LA JOLLA — Emmy Cote, also known as Mrs. Bud Cote, stole the scene as chairman of Saturday's Monte Carlo Ball, and Oh! Calcutta, what a dandy party she threw.
This was the 10th edition of the annual escapade given to benefit the La Jolla Museum of Contemporary Art, and by custom it took place in situ at the seaside palace of the arts. Largely attended by the Brahmins of San Diego County society (who consider this bash one of the sacred cows of the summer calendar), this year's party was subtitled "Visions of India" and given a theme that paid homage to the land watered by the Indus and the Brahmaputra.
This motif indienne allowed a wide range of interpretation, an opportunity of which both committee and guests took full advantage. Ignoring the days of the British Raj, the decor instead went straight to the heart of the ancient subcontinent, that land of mystery where skinny chaps in loincloths sleep on beds of nails, and the scents of rose water and frying spices make the air seem heavy and palpable.
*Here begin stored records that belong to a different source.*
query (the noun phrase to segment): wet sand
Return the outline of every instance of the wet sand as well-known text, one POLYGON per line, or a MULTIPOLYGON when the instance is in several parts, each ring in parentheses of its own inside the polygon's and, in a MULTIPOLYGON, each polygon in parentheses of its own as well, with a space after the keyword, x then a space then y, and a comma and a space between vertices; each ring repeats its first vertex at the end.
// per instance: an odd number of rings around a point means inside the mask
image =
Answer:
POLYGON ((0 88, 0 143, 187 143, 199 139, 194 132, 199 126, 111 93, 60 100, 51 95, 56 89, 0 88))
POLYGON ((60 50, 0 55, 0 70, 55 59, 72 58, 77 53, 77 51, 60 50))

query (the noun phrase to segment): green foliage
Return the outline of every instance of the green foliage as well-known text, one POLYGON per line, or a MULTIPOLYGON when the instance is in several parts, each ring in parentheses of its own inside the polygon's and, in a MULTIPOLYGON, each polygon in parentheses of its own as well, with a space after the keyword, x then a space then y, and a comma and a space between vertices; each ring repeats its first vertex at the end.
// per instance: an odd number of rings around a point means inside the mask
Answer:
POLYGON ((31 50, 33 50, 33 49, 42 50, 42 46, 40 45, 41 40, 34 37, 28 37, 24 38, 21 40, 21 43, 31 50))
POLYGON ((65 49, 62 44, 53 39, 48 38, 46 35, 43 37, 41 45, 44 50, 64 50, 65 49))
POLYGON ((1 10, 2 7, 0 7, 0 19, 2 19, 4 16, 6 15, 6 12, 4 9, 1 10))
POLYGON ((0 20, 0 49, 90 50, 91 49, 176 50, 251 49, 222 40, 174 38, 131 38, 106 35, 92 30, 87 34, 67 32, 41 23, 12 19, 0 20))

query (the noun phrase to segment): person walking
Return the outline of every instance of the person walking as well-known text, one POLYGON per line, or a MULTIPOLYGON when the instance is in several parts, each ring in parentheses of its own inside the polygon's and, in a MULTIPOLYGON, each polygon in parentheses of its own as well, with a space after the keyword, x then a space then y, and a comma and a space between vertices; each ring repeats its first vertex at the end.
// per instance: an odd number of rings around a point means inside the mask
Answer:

Thus guests entered the museum's courtyard through a gate of the Taj Mahal to find themselves in the garden of Shalimar, a sensuous spot in which servers bore trays of champagne and ice sculptures supported kilo-weight tins of Beluga caviar. None entered without first receiving adornments suitable to their status--forehead tika dots for the women and pale rose boutonnieres for the men. Fanciful elephants guarded the entrance to the museum, which had been stripped of its artworks so that its galleries could be painted with the scenes and symbols of India. In the entry, a mural entitled "Reflections of the Ganges" depicted the sacred river as it flows through the holy city of Benares; elsewhere, caravans and turbaned Sikhs brightened the walls, as did snatches of wisdom borrowed from Sanskrit literature (one ponderable thought writ large upon the wall: "It is not the road you walk, it is the walking.").
No matter which road one walked, though, it led to a casino packed with gaming tables. These have always been the heart and soul of the Monte Carlo party, and although a new city ordinance severely restricted the amount of prizes that could be awarded to those upon whom fortune smiled, the blackjack tables and roulette wheels never went begging for customers. As an innovation that kept touch with the theme, special rooms were added, including a bazaar that offered the foods, clothes and crafts of India, and a mood room to which guests could retreat to admire the sitar music played by a pair of Indian musicians.
But it is the guests, not the theme, that make the Monte Carlo parties the paragons of entertainment that they are, and this splashy crowd demands nothing less than glamour in heaping portions. To dress less than stunningly for Monte Carlo is to be virtually invisible, a fate that no one desires, and the women burst out in equal parts Paris couture and Bombay saris. Gold, purple and crimson, the trumpeting tones of the Orient, predominated in this garden of vivid humanity, and even some of the men entered into the fantasy; Aage Frederiksen wrapped his brow in a turban of gold and black brocade, and jeweler Patrick Abarta fastened his simple white turban with a maharajah-class emerald that weighed in at a hefty 66 carats.
To best display all this finery, the dance floor was set up under a translucent canopy at the center of the open-air dining room. Party co-chairman Liz Yamada dubbed this area "Shangri-La," an apt description that nicely took in the "Lost Horizons" decor of sky-high floral centerpieces draped with strings of pearls and eerie, leafless trees sprayed silver in a convincing imitation of moonlight.
India gave the ball its flavor, and gambling and dancing its excitement; the party's savor arose from a menu, neatly designed by Harriett Levi, that included peppery duck salad stuffed in artichokes, a beef filet entree, and a dessert buffet extravaganza that numbered at least half the pastries and sweets known to French cookery. This bounty made the guests happy that Monte Carlo's many diversions and destinations required a fair amount of walking to reach.
Actress Joan Van Ark, with her husband, Los Angeles television newsman John Marshall, attended as a guest of Linda and Neal Hooberman. Van Ark dazzled the crowd in a gold lame gown woven to resemble 24-karat snakeskin, and she complemented this costume with a gem-encrusted serpent that wound sinuously around her neck.